Einleitend bezieht sich das Papier auf die im Februar 2020 von der sog. Borchert-Kommission vorgestellten Empfehlungen zum erforderlichen Umbau und möglichen Finanzierungsmodellen in der Nutztierhaltung. Der jährliche Bedarf für den Umbau der Tierhaltung wird auf etwa vier Milliarden Euro beziffert (lt. Empfehlung der Borchert-Kommission 2020). Bisher steht genehmigt lediglich eine Milliarde Euro für vier Jahre bereit. Innerhalb der Lebensmittelwirtschaft ist es unstreitig, dass für den Umbau der Tierhaltung eine langfristige Investitionssicherheit und eine erhebliche finanzielle Unterstützung der Tierhalter notwendig ist.
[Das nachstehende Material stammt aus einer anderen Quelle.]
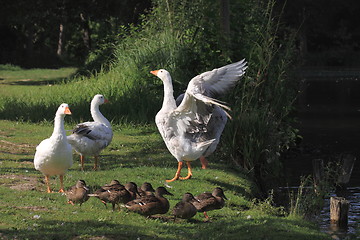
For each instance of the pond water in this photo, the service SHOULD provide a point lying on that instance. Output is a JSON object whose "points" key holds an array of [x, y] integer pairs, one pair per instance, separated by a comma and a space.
{"points": [[353, 230]]}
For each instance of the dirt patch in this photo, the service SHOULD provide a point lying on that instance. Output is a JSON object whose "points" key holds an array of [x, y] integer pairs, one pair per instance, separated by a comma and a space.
{"points": [[20, 182]]}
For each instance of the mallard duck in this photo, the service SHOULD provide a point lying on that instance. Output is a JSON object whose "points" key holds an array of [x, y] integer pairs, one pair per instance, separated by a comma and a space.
{"points": [[77, 193], [90, 138], [185, 209], [215, 127], [111, 193], [146, 189], [210, 201], [132, 188], [53, 155], [151, 205], [184, 128]]}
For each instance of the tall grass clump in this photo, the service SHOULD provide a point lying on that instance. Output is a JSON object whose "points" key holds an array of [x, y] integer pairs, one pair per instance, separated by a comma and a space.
{"points": [[171, 37], [261, 126], [185, 38]]}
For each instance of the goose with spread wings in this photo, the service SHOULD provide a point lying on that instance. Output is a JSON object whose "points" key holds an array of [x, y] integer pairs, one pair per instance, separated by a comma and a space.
{"points": [[184, 128], [90, 138]]}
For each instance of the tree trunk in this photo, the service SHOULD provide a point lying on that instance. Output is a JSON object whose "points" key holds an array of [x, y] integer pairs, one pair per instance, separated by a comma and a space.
{"points": [[30, 44], [86, 32], [339, 208], [59, 51]]}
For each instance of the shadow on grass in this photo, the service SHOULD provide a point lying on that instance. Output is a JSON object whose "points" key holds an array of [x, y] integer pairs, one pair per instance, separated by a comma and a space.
{"points": [[90, 229], [165, 228], [30, 82]]}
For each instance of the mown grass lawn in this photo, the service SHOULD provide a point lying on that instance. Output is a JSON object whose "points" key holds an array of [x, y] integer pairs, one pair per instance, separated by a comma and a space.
{"points": [[136, 154]]}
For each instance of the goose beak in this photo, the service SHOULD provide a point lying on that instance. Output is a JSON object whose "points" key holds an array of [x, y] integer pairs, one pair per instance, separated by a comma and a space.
{"points": [[67, 111], [154, 72]]}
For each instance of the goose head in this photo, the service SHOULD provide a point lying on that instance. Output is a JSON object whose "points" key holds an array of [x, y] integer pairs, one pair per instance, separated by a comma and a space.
{"points": [[99, 99], [81, 184], [162, 74]]}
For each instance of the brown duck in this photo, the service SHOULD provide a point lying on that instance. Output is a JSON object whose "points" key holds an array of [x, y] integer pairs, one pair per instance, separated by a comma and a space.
{"points": [[210, 201], [132, 188], [151, 205], [146, 189], [185, 209], [77, 193]]}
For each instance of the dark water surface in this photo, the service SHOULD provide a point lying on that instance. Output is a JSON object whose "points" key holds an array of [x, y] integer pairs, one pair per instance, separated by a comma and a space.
{"points": [[327, 137]]}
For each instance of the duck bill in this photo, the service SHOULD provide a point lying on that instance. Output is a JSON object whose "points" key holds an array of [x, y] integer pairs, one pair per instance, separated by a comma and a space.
{"points": [[154, 72], [67, 111]]}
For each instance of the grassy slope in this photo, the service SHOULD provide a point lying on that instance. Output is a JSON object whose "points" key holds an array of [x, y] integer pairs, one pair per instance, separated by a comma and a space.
{"points": [[136, 154]]}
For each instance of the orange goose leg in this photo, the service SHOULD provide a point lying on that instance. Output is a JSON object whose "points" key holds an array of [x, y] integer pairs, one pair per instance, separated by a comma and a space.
{"points": [[177, 174], [96, 162], [204, 162], [47, 183], [189, 171], [82, 158]]}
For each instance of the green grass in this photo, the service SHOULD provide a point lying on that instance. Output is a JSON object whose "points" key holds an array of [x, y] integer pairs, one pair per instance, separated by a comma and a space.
{"points": [[16, 82], [136, 154]]}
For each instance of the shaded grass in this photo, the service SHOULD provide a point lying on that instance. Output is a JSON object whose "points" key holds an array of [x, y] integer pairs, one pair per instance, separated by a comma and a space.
{"points": [[136, 154]]}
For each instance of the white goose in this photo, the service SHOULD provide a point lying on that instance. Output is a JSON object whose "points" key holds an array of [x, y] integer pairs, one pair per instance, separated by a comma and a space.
{"points": [[215, 127], [184, 129], [53, 155], [90, 138]]}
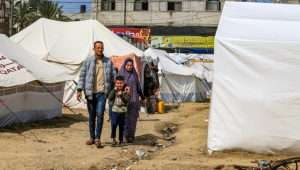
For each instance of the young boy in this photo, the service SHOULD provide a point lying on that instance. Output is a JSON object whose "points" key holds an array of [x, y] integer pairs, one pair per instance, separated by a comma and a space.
{"points": [[119, 99]]}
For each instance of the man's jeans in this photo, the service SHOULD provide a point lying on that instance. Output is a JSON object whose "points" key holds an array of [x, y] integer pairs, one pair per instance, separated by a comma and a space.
{"points": [[96, 108]]}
Mit Blick auf die Auswahl des angemessenen Finanzierungsmodells bestehen aber durchaus differenzierte Auffassungen.

Vom BMEL vorgeschlagen wird als Alternative zu einer Erhöhung der Mehrwertsteuer die Einführung einer Verbrauchssteuer auf bestimmte tierische Produkte (Fleisch und Fleischprodukte) im Sinne der Abgabenordnung. Im Konzept des BMEL für die Verbrauchsteuer heißt es, die Höhe des Steuersatzes sei politisch zu entscheiden. Bei einer Podiumsdiskussion auf der Biofach-Messe in Nürnberg hat sich BMEL-Staatssekretärin Ophelia Nick (Grüne) am 14. Februar 2024 erstmals konkreter zur Höhe des zum geplanten Tierwohlcents geäußert. Es sei möglich, dass es bei der Verbrauchsteuer auf 20 oder 30 Cent pro Kilogramm Fleisch hinauslaufen werde.
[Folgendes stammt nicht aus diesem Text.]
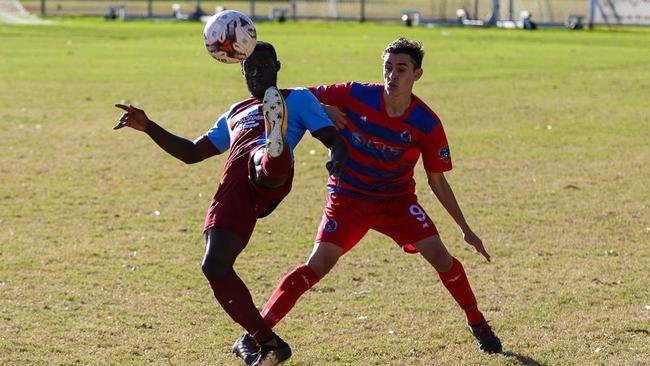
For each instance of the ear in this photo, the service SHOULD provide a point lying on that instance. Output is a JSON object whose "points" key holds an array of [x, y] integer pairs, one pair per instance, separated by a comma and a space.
{"points": [[418, 74]]}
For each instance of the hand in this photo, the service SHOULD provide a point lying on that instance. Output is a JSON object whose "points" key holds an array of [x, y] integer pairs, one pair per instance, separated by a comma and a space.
{"points": [[339, 118], [473, 240], [132, 117]]}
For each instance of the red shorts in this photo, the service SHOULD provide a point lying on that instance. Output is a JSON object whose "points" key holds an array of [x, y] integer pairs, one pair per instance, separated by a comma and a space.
{"points": [[347, 219], [239, 202]]}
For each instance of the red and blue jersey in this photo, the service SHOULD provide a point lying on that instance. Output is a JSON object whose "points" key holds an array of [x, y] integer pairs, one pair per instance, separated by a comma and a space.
{"points": [[383, 150]]}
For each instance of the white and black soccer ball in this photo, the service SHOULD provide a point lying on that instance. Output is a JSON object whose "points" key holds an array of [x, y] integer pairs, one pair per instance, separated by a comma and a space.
{"points": [[230, 36]]}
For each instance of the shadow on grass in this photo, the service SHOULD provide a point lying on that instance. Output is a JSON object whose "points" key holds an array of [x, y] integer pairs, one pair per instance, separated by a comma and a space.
{"points": [[524, 360]]}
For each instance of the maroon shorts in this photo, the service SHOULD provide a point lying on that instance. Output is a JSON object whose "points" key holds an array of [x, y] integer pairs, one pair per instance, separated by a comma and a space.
{"points": [[347, 219], [239, 202]]}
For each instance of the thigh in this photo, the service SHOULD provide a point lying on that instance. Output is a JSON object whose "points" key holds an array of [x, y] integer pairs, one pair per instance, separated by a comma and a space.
{"points": [[222, 246], [234, 206], [404, 221], [343, 222]]}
Im Kern der aktuell sehr kontrovers geführten Debatte steht die Frage, inwieweit eine Verbrauchsteuer auf Fleisch und Fleischprodukte, so wie sie das BMEL ins Spiel gebracht hat, tatsächlich der Landwirtschaft zugutekommen kann. Denn die Einnahmen aus einer Steuer auf Fleisch wären nicht zweckgebunden und würden in den allgemeinen Bundesetat fließen. Dies ließe auch eine anderweitige Verwendung der aus dem Tierwohlcent generierten Mittel zu. Eine Zweckbindung der Verbrauchssteuer stieße voraussichtlich auf EU-rechtliche Schranken. Darüber hinaus werden in national wirkenden steuerlichen Mehrbelastungen und einer damit verbundenen Verteuerung der betroffenen Produkte wirtschaftliche und wettbewerbliche Nachteile für nationale Produzenten und die Wertschöpfungskette insgesamt gesehen. Diese rechtlichen und wirtschaftlichen Aspekte gilt es in der laufenden politischen Diskussion angemessen zu berücksichtigen.
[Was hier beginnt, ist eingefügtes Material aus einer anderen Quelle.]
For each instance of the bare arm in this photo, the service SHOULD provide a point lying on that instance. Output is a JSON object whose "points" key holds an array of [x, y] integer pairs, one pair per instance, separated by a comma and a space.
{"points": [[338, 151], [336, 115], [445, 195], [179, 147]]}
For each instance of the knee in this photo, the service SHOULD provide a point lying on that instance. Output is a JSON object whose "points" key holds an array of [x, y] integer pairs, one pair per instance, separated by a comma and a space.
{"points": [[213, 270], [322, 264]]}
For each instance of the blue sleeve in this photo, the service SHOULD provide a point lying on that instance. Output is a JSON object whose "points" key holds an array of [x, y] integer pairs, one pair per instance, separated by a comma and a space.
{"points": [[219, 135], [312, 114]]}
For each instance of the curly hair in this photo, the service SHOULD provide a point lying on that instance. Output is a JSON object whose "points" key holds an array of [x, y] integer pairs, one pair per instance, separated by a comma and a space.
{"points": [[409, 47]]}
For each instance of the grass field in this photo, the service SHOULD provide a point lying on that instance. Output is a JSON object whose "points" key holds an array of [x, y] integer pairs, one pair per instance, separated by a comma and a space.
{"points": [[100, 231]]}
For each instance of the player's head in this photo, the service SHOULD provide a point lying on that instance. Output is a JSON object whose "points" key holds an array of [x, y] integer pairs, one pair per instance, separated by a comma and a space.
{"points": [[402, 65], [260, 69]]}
Nach Auffassung des Lebensmittelverbandes ist eine wirkliche inhaltliche Bewertung und eine zielführende Diskussion innerhalb der breiten Mitgliedschaft erst möglich, wenn ein konkreter Vorschlag zur rechtlichen Ausgestaltung einschließlich detaillierter Ausführungen zu Höhe und Durchsetzungsstrategie der Tierwohlcents bzw. des politisch angestrebten Finanzierungsmodells vorliegt.